Re: Character classes with Unicode

On Fri, Feb 15, 2002 at 01:21:33PM -0500, John A.Walsh wrote:

Hello,

I can't get character classes in regular experession to work with
Unicode characters.  I've tried both putting both the literal Unicode
characters and the \x{XX} notation within square brackets [] to create
a character class, but it's not working.  I've tried with both the
developer release of Perl 5.7.2 and the daily build from 2002/02/13.

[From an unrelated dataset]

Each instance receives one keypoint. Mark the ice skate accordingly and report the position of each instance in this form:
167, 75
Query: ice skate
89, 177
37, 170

Here's an example of some code that isn't working for me:
---
#!/usr/local/bin/perl5.7.2
use Encode;
use utf8;


Rule #1: Do not use "use utf8".  It's irrelevant.

        Amendment: "use utf8" is useful in one case and one case only--
        if you *script* is in UTF-8, you can say "use utf8" and then
        use UTF-8 in places like variable and subroutine names.

        (Now I'm talking Perl 5.7.  In Perl 5.6 it was different.)

$string = encode_utf8("f\x{e9}lise");


encode_utf8() will correctly transform the \x{e9} in the UTF-8 bytes
\x{c3}\x{a9}.

$string =~ s/f[e\x{e8}\x{e9}\x{ea}\x{eb}]lise/SUCCESS/; #does not match


It does not because you no more have the byte \x{e8} in your $string,
you have its UTF-8 bytes \x{c3}\x{a9}.

print "new string: $string\n";
---

With another approach, this works:

#!/usr/local/bin/perl5.7.2
use Encode;
use utf8;

$string = encode_utf8("f\x{e9}lise");
$regex = encode_utf8("f\x{e9}lise");
$string =~ s/$regex/SUCCESS/; #matches


This works because now the byte sequences match.

print "new string: $string\n";

While this does not:

#!/usr/local/bin/perl5.7.2
use Encode;
use utf8;

$string = encode_utf8("f\x{e9}lise");
$regex = encode_utf8("f[\x{e9}\x{e8}]lise");


You shouldn't convert regular expressions with encode_utf8().
What happens now is that the character class in the $regex
gets to contain three bytes: \x{c3} (twice), \x{a9}, and \x{a8}.

$string =~ s/$regex/SUCCESS/; #does not match
print "new string: $string\n";

Should examples 1 and 3 be working?  Thanks for listening.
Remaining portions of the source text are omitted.